World AIDS Day, on Dec. 1, gives us cause to rejoice and to lament. In Canada and other countries with robust public health care, HIV is now a manageable chronic condition rather than a death sentence, as it remains for millions elsewhere. But Canada’s use of the criminal law to punish HIV-positive individuals who do not disclose their status to sexual partners is particularly expansive and harsh. Its approach undermines basic messages of public health and ignores the diversity of sexual practices.
Canada’s punitive approach comes courtesy of aggressive prosecutors and the Supreme Court of Canada. It treats not disclosing HIV-positive status as negating consent to sex, equating it to rape under the law. Even where the accused never transmits the virus or where there was minimal risk of transmission, this approach can lead to imprisonment and lifetime designation as a sex offender.
The current legal approach essentially invites individuals who are HIV-negative to assume that sex is safe. It encourages them to have unprotected sex with people whose HIV status they don’t know and don’t ask about. After all, the judges and prosecutors tell us, the criminal law obliges your partner to tell you if he or she has HIV.
The problems with this approach are legion. The Public Health Agency of Canada reports that one in four of those infected don’t know that they are. Health researchers tell us that law doesn’t effectively overcome those factors that make disclosure less likely. Indeed, potential criminal prosecution adds a reason not to take the test. All told, the few studies on the topic don’t support the claim that criminal prosecutions lead to more disclosure.
On the contrary, the public health message for decades has been for everyone to beware of risks and take precautions. Instead, the court suggests that broaching the sometimes awkward conversation about risk and precautions isn’t the job of everyone who has sex. It’s the sole responsibility of those who are HIV-positive, intensifying their burdens and stigma.
An upcoming appeal highlights this approach’s flaws. On Dec. 8, the Supreme Court will hear its first criminal appeal involving HIV and gay men. The complainant and the accused met and had sex in a Montreal bathhouse. They had sex on several occasions, sometimes using condoms and sometimes not. The accused didn’t initially disclose that he was HIV-positive. The complainant didn’t ask.
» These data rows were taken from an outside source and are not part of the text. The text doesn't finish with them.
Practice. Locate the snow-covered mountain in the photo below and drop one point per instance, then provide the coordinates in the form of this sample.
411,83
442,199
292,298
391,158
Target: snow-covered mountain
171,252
Here, the court’s assumption that everyone is HIV-negative barring contrary indication is grossly misplaced. The court based its approach on a monogamous man and woman. The judges’ latest word on the subject, from 2012, makes this plain. The judges tied their punitive approach to historical developments allowing a wife to refuse sex with her husband.
Protecting women’s bodily integrity and sexual autonomy is crucial. But an approach crafted to protect the woman who relies on her partner to disclose changes to his health neglects the range of adult relationships. As the upcoming appeal attests, many cases where one partner is HIV-positive involve no women.
The issue isn’t what we think makes for an optimal romantic relationship. Some people’s ideal centres on the monogamous couple. Others’ involves multiple partners, but with frank discussion and full disclosure. Nor is the issue whether there is an ethical duty to disclose. The issue is whether the blunt instrument of the criminal law appropriately punishes failure to disclose, including where no physical harm ensues.
The current approach is misguided and produces grave injustices. Our judges’ interpretation of the criminal law will never grasp the variety of human interactions. But they can do better. Next week’s case is their opportunity to do so.
Robert Leckey Published on Sun Nov 30 2014
Robert Leckey is director of the Paul-André Crépeau Centre for Private and Comparative Law at McGill University.